All right, Miss Manners feels better now. Pretty soon she will have the strength to take up the cudgels and go around reminding brides to write their thank you letters.
Q.Our large and loving family consists of three generations, some in their sixth and seventh decades, some in their third and fourth decades and some ranging in age from a few months to five years. The first generation and most of the second generation object to little ones addressing their elders on a first name basis. Some second-generation family members do not object.
How does one solve this minor dilemma without causing resentment among the elders and total confusion among the tykes? What title is appropriate for a toddler to use in addressing a first cousin once removed who is an aunt or uncle to another toddler of the same age?
"Cousin Mary" and "Cousin John" are too archaic for any of us; "Miss Mary" and "Mr. John," widely used in the South, are not for relatives. Couldn't "Aunt Mary" and "Uncle John" be used by all the children until the age of reason?
A.Gather 'round, kiddies, and we will explain this system to you.
"Aunt Mary" isn't really your aunt Mary, dear; she's your cousin, but we didn't like the sound of that. Josie here is your cousin, you see, but you don't have to call her Cousin because she's the same age you are and doesn't mind just being called Josie. OK, she's not exactly the same age, but to us grown-ups, all of you are more or less the same age, even if she's 18 and you are 10.
Okay? Now, Uncle John is your grandmother's husband and Josie's father is your uncle, but he thinks "uncle" sounds too old--no, for him, not for Grandpa . . .
And so on. At this rate, these children are never going to reach the age of reason. Miss Manners maintains that each child is capable of learning the relationship to him or herself of each of the others and using the correct title or the first name alone, as that individual prefers.
Q.I have a friend who is constantly pointing out to me "all she does for me." Now, the truth of the matter is that I really do more for her than she does for me in a material way (simply because I have more material advantages than she does, not because of any effort or great sacrifice on my part). She constantly kids about how much I owe her and what a great sacrifice she is making to do some little thing.
I find this very disconcerting. It would be rude of me to say, "Oh, yeah, well, what about that and this and that, etc." Of course, it's a little rude of her to say what she says, but she has other saving graces. Furthermore, it's a kind of culturally learned thing. I notice a lot of people from her background carry on in a similar manner.
I would somehow like to point out to her gently that this is not endearing behavior. She does it to others, too.
A.Miss Manners is going to let your anthropological comments pass for the moment, but she suggests that you drop that line of thinking before you commit a much greater offense than that of which you accuse your friend. No one group has a corner on whining.

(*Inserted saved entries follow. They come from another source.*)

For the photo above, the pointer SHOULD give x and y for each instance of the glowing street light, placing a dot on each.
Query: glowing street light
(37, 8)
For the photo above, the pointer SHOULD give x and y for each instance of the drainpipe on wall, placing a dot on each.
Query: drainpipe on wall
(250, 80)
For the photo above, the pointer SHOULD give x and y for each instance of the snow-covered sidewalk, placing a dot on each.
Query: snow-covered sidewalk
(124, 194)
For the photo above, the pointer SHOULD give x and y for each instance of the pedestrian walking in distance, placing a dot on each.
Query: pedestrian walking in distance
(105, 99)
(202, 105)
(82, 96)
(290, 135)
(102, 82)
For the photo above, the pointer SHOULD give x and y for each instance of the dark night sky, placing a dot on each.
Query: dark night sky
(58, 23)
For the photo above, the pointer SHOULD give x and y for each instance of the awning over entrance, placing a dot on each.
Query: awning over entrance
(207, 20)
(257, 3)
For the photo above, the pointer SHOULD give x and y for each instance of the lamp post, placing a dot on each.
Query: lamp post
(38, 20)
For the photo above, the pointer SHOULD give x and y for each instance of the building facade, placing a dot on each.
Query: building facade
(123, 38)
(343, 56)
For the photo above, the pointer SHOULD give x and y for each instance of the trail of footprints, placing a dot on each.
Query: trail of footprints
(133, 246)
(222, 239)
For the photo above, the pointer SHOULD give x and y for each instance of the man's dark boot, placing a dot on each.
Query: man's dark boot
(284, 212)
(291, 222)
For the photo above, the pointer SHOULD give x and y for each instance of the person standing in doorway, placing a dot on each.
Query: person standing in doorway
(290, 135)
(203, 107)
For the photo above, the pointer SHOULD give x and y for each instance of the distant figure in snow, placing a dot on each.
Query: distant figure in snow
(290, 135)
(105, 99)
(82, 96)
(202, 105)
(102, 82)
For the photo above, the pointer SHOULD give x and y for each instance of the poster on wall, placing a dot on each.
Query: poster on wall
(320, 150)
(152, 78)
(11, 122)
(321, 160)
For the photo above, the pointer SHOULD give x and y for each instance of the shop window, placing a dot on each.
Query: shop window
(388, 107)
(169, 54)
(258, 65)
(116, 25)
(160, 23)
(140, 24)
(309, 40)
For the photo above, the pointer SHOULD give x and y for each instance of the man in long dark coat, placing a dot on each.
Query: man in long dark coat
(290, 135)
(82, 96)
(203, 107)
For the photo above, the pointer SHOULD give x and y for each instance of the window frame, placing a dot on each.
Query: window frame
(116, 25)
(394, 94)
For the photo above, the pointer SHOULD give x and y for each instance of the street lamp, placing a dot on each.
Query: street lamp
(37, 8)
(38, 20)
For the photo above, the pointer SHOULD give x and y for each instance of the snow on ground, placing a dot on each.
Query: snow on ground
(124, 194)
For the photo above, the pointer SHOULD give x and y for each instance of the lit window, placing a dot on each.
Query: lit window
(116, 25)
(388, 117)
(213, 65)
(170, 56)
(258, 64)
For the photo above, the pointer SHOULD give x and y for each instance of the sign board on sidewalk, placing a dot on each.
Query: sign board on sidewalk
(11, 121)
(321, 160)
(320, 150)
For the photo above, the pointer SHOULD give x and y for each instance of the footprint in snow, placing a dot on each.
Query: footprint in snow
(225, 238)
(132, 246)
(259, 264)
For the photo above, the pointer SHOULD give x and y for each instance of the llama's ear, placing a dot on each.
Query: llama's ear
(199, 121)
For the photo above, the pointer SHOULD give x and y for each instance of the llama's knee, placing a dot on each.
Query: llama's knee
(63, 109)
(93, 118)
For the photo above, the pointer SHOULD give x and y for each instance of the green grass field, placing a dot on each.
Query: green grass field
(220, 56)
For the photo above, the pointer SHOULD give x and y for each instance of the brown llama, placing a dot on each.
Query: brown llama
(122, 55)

The way to deal with it is to refuse to accept it as kidding.
When she mentions the effort involved in doing something for you, make her stop doing it. "I wouldn't dream of letting you put yourself to that kind of trouble. No, no, no--I can easily find someone who really wouldn't mind." If she mentions the cost of something, whip out your wallet and start shoving money at her.
This should drive her crazy in short order. Then a humorless talk might be necessary. "You find this friendship very uneven, don't you? I'm sorry, I had always thought I was trying to do my share, but I guess you don't really feel there is mutuality."
There will be protests about your being "oversensitive"; ignore them. That is always the last resort of a rude person who knows she has been caught.
Q.My friend and I are having a combined party to celebrate our 14th birthdays. Most of the people invited will be friends of both of us. However, some of them will know only one of us.
How can we let them know that they're not expected to bring gifts for both of us?